Upswept is Katharine Birdsall’s third piece for the dance program.  When asked about her choreography Birdsall explained that, “[it] is inspired by a corporeal sense of shifting sands, changing tides, the wind across water and luffing sails.  The movement vocabulary explores the materiality of these elements in the natural world and how they exist in and around us.  The overall composition of the dance describes some of the many variations on being swept up and shifted or changed by natural forces. It is at once elemental, almost impersonal, as well as emotional.  In this way we are playing with the line between dancing the images as they exist in nature as well as how they may affect us as beings alive in our bodies.  The structure of the piece relies on source material from choreographed phrases and improvisations based on elements of earth and air.  The dance is a weaving of these choreographies and improvisations.”  The dancers in this piece will be joined onstage by musician and composer Wes Swing who will be performing an original work for Upswept composed with the vocabulary of "luffing sails," "wind," and "down and up" in mind.  The music relies and plays on ideas of ground and sky with movement in between.  The ground swell theme reminds us that air implies the existence and need for ground, and the use of cello harmonics and loops in open tonalities reflect ideas of space and possibility.  These possibilities lead to reinterpretations and expansion of themes throughout the piece.

Borrowing the title from the beginning of the second stanza of Lift Every Voice and Sing by James Weldon Johnson and John Rosamond Johnson, Stony the Road We Trod, by guest artist André M. Zachery, is an entry for audiences into the purpose and premise of Afrofuturism.  When asked to describe his creative practice in relation to Afrofuturism, Zachery stated that “Black practices in the Western Diaspora have been formed as not only survival mechanisms, but spaces for empowerment and uplift always along a journey forward.  The coded language and analogy versed in the soundscapes of Blackness continue to provide the timeless framework to drive and motivate movement.  Movement as a key component to Afrofuturism.”

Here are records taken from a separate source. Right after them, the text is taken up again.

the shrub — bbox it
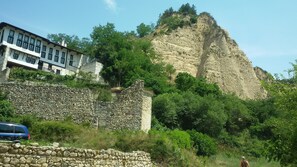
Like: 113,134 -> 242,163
18,114 -> 39,129
187,130 -> 217,156
96,87 -> 112,101
148,130 -> 197,166
166,129 -> 192,149
31,120 -> 81,142
0,90 -> 14,120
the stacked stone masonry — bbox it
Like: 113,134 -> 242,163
0,80 -> 152,132
0,143 -> 152,167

In addition to the above guest artist works, seven students (both undergraduate and graduate) created original pieces for this concert.  From Vivien Fergusson’s Fledge about transition and pacing to Semora Ward’s cellar door which investigates “the dualities that exist within and the relationship between the performed and true self,” each student has found unique ways to investigate, develop, and manifest their artistic voices through the creative process.

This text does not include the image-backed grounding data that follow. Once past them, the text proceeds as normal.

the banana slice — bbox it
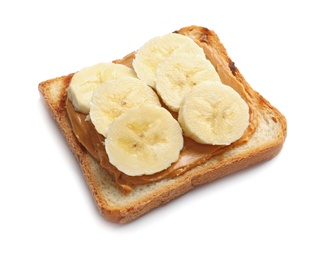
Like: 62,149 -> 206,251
68,62 -> 136,114
133,33 -> 205,88
105,105 -> 184,176
178,82 -> 249,145
155,52 -> 221,112
89,77 -> 161,136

Sarah Lescault, a fourth-year English major and Dance minor, developed her piece Dream of Dance inspired by “the never ceasing movement of waves.” Composer Bradyn Cole collaborated with Lescault and wrote the music for the piece.

In his work Theory, fourth-year Political and Social Thought major and History minor Luke Williams attempts to express in movement that which cannot be expressed in his written PST thesis. “The intersection of dance, politics, and black studies is a rich reminder that embodied knowledge is an important, though often overlooked, perspective that bears critical insight for imagining political possibilities.”  In this piece Williams creates a textual collage alongside the dancers onstage integrating excerpts from Between the World and Me by Ta-Nehisi Coates with poetic prose written and performed by Williams.

Tickets for the Spring Dance Concert can be purchased online at www.artsboxoffice.virginia.edu, by calling 434-924-3376 or in person at the UVA Arts Box Office, located in the lobby of the UVA Drama Building, open Monday through Friday from noon until 5:00 p.m.  Tickets are $7 for adults, $6 for seniors, UVA Faculty/Staff, and UVA Alumni members, and $5 for students.  Full-time UVA students may receive one free ticket if reserved at least 24 hours in advance of their desired performance date. 

Free parking on performance nights is available in the Culbreth Road Parking Garage, located next to the Drama Building.